In baseball terms, Edwards is the steady .280 hitter, whereas White swings for the fences. As a freshman, Edwards was a sturdy hand playing in a backcourt that included both Dunn and Cartwright.

He’s a capable 3 point shooter who attacks the paint when the opportunity arises. Not insignificantly, he simply doesn’t turn the ball over. In 342 minutes as a freshman he turned it over just seven times.

White may have more upside as a scorer, but that came at the expense of ball security last year.

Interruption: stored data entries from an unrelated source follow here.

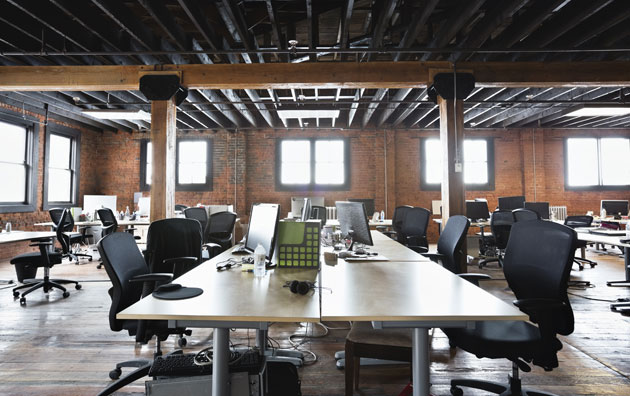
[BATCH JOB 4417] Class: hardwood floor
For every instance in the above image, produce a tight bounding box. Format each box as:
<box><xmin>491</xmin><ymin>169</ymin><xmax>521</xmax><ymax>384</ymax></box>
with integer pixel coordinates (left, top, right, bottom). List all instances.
<box><xmin>0</xmin><ymin>244</ymin><xmax>629</xmax><ymax>395</ymax></box>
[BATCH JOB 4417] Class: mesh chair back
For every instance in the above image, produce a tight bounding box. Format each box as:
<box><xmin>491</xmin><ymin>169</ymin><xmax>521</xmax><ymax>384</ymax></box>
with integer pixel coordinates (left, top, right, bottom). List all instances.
<box><xmin>184</xmin><ymin>207</ymin><xmax>208</xmax><ymax>240</ymax></box>
<box><xmin>490</xmin><ymin>210</ymin><xmax>513</xmax><ymax>249</ymax></box>
<box><xmin>97</xmin><ymin>232</ymin><xmax>147</xmax><ymax>332</ymax></box>
<box><xmin>436</xmin><ymin>215</ymin><xmax>471</xmax><ymax>274</ymax></box>
<box><xmin>310</xmin><ymin>206</ymin><xmax>327</xmax><ymax>223</ymax></box>
<box><xmin>49</xmin><ymin>208</ymin><xmax>72</xmax><ymax>232</ymax></box>
<box><xmin>512</xmin><ymin>208</ymin><xmax>541</xmax><ymax>222</ymax></box>
<box><xmin>175</xmin><ymin>204</ymin><xmax>188</xmax><ymax>211</ymax></box>
<box><xmin>54</xmin><ymin>209</ymin><xmax>74</xmax><ymax>254</ymax></box>
<box><xmin>564</xmin><ymin>215</ymin><xmax>593</xmax><ymax>228</ymax></box>
<box><xmin>208</xmin><ymin>211</ymin><xmax>237</xmax><ymax>238</ymax></box>
<box><xmin>503</xmin><ymin>220</ymin><xmax>576</xmax><ymax>336</ymax></box>
<box><xmin>97</xmin><ymin>208</ymin><xmax>118</xmax><ymax>237</ymax></box>
<box><xmin>392</xmin><ymin>205</ymin><xmax>413</xmax><ymax>243</ymax></box>
<box><xmin>400</xmin><ymin>207</ymin><xmax>431</xmax><ymax>250</ymax></box>
<box><xmin>145</xmin><ymin>218</ymin><xmax>203</xmax><ymax>277</ymax></box>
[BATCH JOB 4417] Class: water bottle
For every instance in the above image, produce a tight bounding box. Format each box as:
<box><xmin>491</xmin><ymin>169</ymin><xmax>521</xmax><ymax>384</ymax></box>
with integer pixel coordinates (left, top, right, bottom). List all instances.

He finished some very difficult shots at, or around, the rim last year, and is a better outside shooter than his numbers indicate. Like many freshmen, it looked as though he struggled to find his niche at times last season, turning the ball over at inopportune times and overthinking a bit in regards to when he should look for his offense.

Playing as more of a combo guard this year may turn the mental green light on for White, allowing him to become more of a scorer rather than a scorer/facilitator. There very well could be a game or two this year in which he knocks down three or four tide-turning 3-pointers.

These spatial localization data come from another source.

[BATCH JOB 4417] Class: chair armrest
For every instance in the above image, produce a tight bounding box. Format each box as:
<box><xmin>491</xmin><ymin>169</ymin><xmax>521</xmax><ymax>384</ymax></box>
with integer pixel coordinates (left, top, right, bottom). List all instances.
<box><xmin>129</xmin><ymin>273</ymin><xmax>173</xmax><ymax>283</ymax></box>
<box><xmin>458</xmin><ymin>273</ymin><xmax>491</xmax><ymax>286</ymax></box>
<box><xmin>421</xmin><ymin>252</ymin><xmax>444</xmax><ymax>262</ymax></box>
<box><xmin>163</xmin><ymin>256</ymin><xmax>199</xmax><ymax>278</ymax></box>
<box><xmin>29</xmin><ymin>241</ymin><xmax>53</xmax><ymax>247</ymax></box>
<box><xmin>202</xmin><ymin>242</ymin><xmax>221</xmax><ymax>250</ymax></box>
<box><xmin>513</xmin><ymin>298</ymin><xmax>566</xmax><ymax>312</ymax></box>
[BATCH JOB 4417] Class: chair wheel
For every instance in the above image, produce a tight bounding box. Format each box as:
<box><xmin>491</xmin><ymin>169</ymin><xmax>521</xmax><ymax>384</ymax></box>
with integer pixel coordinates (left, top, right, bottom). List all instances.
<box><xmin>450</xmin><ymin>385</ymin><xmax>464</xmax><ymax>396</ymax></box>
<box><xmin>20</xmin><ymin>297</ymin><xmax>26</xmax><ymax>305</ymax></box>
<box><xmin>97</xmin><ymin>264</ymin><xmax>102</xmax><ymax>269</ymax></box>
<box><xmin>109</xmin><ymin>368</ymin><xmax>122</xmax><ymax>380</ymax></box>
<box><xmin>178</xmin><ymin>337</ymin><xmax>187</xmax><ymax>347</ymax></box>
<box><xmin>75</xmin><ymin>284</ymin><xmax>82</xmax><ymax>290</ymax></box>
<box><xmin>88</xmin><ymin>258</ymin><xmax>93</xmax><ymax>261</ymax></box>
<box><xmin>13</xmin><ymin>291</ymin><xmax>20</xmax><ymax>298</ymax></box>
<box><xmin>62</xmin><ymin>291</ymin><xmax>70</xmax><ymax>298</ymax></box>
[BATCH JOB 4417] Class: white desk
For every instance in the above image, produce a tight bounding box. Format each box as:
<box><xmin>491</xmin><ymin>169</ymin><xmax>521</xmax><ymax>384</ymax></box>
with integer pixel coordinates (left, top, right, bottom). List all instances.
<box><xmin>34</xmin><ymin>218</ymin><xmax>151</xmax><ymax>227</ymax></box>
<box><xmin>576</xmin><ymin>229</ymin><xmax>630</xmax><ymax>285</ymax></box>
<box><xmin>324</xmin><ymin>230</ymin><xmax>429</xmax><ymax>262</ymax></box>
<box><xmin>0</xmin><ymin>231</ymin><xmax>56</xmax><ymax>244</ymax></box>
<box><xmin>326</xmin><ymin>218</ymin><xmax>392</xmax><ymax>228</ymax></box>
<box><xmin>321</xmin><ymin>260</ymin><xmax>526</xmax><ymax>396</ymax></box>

Cooley will also have the option of going big with Alpha Diallo in more of a backcourt role. The 6’7 sophomore out of New York is primed for a breakout season. He began to emerge in late-January, most notably with 18 points, eight rebounds and four assists versus St. John’s, and 18 more against #4 Villanova two games later. He closed the season with 17 points at St. John’s, 10 in the Big East Tournament Quarterfinals, and eight points against USC.

Diallo consistently played 25-35 minutes over the final month of the season, and will allow Cooley some flexibility depending on if he’s feeling better about his backcourt depth, or a wing group that includes Jalen Lindsey, Isaiah Jackson, and possibly Rodney Bullock as well.

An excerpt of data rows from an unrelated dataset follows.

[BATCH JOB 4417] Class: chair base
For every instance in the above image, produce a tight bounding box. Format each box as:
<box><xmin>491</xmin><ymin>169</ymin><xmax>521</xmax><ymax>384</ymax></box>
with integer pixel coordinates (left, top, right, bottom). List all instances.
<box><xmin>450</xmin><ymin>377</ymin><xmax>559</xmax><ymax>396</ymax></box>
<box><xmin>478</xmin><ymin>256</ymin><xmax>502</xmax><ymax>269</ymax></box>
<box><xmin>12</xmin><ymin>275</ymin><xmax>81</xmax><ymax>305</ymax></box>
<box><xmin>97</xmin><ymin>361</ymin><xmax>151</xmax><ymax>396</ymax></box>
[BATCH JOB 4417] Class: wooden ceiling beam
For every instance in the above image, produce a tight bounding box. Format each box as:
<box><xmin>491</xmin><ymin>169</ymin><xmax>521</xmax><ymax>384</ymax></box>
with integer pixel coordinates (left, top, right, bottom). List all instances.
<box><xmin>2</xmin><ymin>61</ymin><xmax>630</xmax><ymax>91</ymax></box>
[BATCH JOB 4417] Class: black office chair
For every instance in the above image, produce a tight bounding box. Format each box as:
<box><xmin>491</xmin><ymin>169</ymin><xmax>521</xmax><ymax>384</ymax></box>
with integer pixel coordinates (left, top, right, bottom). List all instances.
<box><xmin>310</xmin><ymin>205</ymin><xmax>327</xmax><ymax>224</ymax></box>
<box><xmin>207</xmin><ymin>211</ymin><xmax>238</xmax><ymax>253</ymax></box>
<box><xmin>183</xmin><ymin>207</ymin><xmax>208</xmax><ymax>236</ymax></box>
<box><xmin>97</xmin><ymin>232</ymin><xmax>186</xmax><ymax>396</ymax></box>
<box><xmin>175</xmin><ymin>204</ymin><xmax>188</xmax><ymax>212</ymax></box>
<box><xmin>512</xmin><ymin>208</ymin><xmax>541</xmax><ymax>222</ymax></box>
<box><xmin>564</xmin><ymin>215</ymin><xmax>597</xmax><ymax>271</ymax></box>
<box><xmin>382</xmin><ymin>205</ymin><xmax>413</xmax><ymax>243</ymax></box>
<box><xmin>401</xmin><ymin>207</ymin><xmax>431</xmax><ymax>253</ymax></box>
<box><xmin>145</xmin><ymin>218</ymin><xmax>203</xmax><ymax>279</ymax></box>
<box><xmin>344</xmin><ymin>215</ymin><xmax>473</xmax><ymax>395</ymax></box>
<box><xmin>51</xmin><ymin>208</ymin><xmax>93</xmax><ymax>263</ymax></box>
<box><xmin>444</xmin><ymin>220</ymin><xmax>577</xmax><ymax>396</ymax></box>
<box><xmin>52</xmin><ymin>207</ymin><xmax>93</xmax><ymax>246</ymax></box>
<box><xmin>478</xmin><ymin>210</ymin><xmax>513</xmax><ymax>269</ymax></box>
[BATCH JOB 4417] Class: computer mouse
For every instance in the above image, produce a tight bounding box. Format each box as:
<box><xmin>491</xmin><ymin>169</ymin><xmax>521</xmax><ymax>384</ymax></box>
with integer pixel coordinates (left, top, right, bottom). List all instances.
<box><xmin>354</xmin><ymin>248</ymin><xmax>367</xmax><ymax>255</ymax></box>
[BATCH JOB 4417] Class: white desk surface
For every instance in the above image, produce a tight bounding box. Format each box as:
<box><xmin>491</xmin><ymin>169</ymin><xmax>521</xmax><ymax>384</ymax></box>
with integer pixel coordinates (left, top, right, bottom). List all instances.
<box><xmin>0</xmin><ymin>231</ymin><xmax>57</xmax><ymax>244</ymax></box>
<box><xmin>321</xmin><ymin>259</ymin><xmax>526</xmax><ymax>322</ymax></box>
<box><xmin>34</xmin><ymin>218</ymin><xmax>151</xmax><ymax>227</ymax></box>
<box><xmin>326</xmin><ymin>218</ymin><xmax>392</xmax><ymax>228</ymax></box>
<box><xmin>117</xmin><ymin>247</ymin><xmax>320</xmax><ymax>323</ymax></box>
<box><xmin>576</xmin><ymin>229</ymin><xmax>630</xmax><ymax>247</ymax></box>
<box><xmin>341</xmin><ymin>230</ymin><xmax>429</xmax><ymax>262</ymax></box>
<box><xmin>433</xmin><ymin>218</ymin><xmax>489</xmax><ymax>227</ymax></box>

Versatility will be the name of the game in Providence in 2017-18, and Cooley has far more backcourt flexibility available to him now than he did eight months ago. The secret is out on Cartwright. He should push for 1st Team All Big East honors as a senior, but the arrival of Ashton-Langford, return of Edwards, and freeing up White to be more of a scorer makes this a group with far more upside than what we saw a season ago.